Je n’ai jamais pensé à un poème comme étant un monologue parti quelque part de l’arrière de ma bouche ou de ma main

Un poème se place toujours dans les conditions d’un dialogue virtuel

L’hypothèse d’une rencontre l’hypothèse d’une réponse l’hypothèse de quelqu’un

Même dans la page : la réponse supposée par la ligne, les déplacements, les formats

Quelque chose va sortir du silence, de la ponctuation,
du blanc remonter jusqu'à moi

Quelqu'un de vivant, de nommé : un poème d'amour

Même quand l'omission, l'indirection, l'adresse pronominale rendent possible cette translation : qu'un lecteur soit devant la page, devant la voix du poème comme au moment de sa naissance

Ou de sa réception: lecteur lecteur ou lecteur auteur

Ce poème t'est adressé et ne rencontrera rien



Ta mort parle vrai. ta mort parlera toujours vrai. ce que parle ta mort est vrai parcequ’elle parle. certains ont pensé que la mort parlait vrai parceque la mort est vraie. d’autres que la mort ne pouvait parler vrai parce que le vrai n’a pas à faire avec la mort. mais en réalité la mort parle vrai dès qu’elle parle.

Et on en vient à découvrir que la mort ne parle pas virtuellement, étant ce qui arrive, effective au regard de l’être. ce qui est le cas.

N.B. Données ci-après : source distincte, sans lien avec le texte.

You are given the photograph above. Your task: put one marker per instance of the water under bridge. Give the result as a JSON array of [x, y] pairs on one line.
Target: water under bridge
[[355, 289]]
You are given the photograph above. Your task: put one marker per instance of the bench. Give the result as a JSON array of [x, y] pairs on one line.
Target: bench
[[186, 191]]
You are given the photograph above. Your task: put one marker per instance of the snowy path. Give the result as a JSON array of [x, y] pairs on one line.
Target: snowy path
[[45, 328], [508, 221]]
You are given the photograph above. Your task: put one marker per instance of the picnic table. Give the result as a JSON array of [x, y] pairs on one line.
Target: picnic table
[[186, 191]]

Ni une limite ni l’impossible, dérobée dans le geste de l’appropriation répétitive, puisque je ne peux aucunement dire : c’est là.

Ta mort, de ton propre aveu, ne dit rien ? elle montre. quoi ? qu’elle ne dit rien. mais aussi qu’en montrant elle ne peut pas non plus, du même coup, s’abolir.

«Ma mort te servira d’élucidation de la manière suivante : tu pourras la reconnaître comme dépourvue de sens, quand tu l’auras gravie, telle une marche, pour atteindre au-delà d’elle (jetant, pour ainsi dire, l’échelle).» je ne crois pas comprendre cela.

Ta mort m’a été montrée. Voici : rien et son envers : rien.

Ni ce qui arrive ni ce qui n’arrive pas. tout le reste demeurant égal.

Dans ce miroir, circulaire, virtuel et fermé. le langage n’a pas de pouvoir.

Quand ta mort sera finie. et elle finira parcequ’elle parle. quand ta mort sera finie. et elle finira. comme toute mort. comme tout.

Quand ta mort sera finie. je serai mort.